Bruce Trigg: Wary of where Summit Stage is heading |

Bruce Trigg: Wary of where Summit Stage is heading

Bruce Trigg

As a driver for Summit Stage, it was with more then passing interest that I read the recent article about the transit board’s efforts to secure a loan from CDOT to conduct a survey addressing the Summit Stage’s routes and schedules. My main thought while reading the article was that the transit board is an advisory panel with no authority over Stage administration, and therefore their survey would essentially carry no weight. That begs the question: Why spend that much money when the Stage administration could take or leave the surveys findings?

Over the past few years, the work environment at Summit Stage has gone from fun to unhealthy.
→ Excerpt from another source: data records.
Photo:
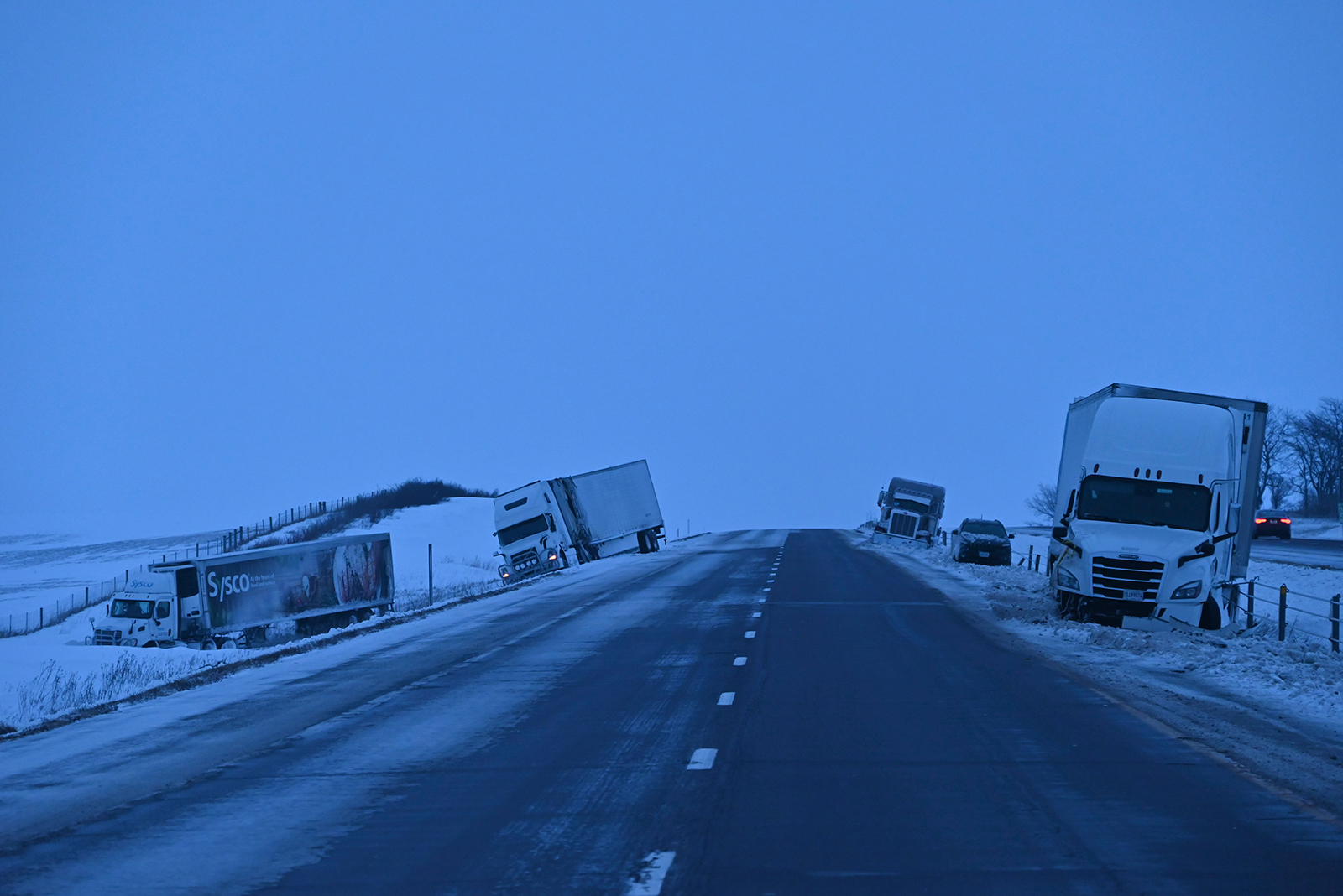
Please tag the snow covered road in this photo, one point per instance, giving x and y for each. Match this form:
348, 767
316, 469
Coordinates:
740, 714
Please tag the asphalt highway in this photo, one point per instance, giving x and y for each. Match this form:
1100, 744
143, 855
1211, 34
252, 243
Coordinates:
756, 712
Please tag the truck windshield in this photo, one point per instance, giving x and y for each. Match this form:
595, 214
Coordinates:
980, 528
521, 530
124, 609
1145, 502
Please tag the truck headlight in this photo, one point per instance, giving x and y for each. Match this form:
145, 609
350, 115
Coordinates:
1188, 591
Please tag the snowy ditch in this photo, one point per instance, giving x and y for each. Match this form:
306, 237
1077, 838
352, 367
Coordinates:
50, 674
1300, 675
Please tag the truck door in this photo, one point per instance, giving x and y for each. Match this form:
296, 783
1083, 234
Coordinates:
165, 618
190, 605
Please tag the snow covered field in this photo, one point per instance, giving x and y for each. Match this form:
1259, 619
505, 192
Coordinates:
1299, 676
51, 671
46, 570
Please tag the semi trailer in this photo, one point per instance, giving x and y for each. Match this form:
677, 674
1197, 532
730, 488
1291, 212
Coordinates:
1155, 508
910, 510
239, 598
591, 515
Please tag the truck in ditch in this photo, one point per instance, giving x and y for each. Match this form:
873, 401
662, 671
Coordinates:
1155, 508
246, 598
910, 510
588, 517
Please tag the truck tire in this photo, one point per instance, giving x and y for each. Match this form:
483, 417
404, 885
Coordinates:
1212, 617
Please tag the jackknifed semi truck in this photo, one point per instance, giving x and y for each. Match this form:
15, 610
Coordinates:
242, 598
591, 515
910, 510
1155, 508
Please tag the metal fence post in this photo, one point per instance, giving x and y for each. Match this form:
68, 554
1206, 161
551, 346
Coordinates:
1334, 623
1282, 613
Some but not all of the reasons for this can be attributed to diminishing revenues and the resulting alterations in schedules, routes and drivers’ working schedules. There are any number of drivers who wouldn’t hesitate to leave the Stage if a job with equivalent wages, benefits and year-round employment were readily available, but jobs like that are hard to come by in Summit County, so they don’t have much choice other then to stick it out with the Stage.

Currently, Summit Stage is overseen by the county government and the Summit Board of County Commissioners. The BOCC has a large number of other issues to deal with, and it is becoming well known that they are anxious to rid themselves of Stage operations. Last fall when First Transit took over Fleet Maintenance, the general consensus among Stage employees was that we were next. After watching the way that transition was handled, many of us have legitimate concerns about the security of our employment.

Perhaps the transit board should be given full-time authority to manage Stage operations, with Stage administrators being made responsible to answer to them. That way their $70,000 survey would take on new meaning, and the findings would be more readily implemented into Stage routes and schedules.